All we do here at Electrek is advocate for electric vehicles. We do this openly – you know that this is the position we’re coming from, and you know why we’re doing it. We’re doing it because we like clean air, we like energy efficiency, we like technology, we like better cars. We don’t make a secret about this. We want to live in a better world, and we’re pretty sure you do, too.
In our coverage of these efforts to live in a better world, there is one party which seems to be unequivocally against doing so. When we cover efforts to make things better, these efforts are not being led by republicans. And when we cover efforts to make things worsethose efforts are being led by republicans.
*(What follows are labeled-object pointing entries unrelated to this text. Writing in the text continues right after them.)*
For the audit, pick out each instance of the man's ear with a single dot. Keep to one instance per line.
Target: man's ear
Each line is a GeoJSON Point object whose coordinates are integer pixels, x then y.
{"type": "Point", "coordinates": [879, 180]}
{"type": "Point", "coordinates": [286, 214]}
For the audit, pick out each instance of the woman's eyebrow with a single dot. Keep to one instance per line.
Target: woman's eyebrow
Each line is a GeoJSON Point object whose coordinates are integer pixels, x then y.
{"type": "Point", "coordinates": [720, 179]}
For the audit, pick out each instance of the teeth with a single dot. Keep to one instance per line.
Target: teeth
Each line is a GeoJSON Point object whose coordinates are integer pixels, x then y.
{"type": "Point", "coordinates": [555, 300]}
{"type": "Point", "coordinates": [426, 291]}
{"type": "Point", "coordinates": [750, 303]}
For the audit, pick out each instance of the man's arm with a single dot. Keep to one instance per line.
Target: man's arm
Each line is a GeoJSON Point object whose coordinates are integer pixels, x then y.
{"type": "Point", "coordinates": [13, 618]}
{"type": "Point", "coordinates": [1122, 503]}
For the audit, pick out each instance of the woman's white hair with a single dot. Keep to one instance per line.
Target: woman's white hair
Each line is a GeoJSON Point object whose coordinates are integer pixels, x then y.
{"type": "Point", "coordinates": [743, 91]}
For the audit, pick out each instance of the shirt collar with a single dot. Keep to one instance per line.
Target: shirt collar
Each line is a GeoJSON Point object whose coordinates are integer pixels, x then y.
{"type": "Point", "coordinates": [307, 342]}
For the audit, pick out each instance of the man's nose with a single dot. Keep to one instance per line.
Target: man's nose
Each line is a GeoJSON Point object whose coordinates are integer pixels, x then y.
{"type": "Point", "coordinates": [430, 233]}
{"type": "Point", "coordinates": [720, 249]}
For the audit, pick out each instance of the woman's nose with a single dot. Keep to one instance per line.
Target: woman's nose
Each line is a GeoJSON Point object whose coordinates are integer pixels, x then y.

So when we point out, time and time again, that republicans are voting to poison you, this is not an example of us being partisan. This is an example of republicans picking the side of poison, and us reporting on it factually.
And in this case they weren’t even going to get it into law. They knew this, and yet they still voted for it, as if to say: “hey, if given the chance, we want everyone to know that our goal is to kill you and make things worse.” It wasn’t even necessary for them to do so, they could try to keep it a secret or something, but it’s all out in the open. As the saying goes: “when people show you who they are, believe them.”
And so, we have to call these efforts what they are: efforts to poison you and cost you money. We would be happy to see republicans stop these efforts, and they can choose to do so anytime, and we will gladly and fairly report on it if they do.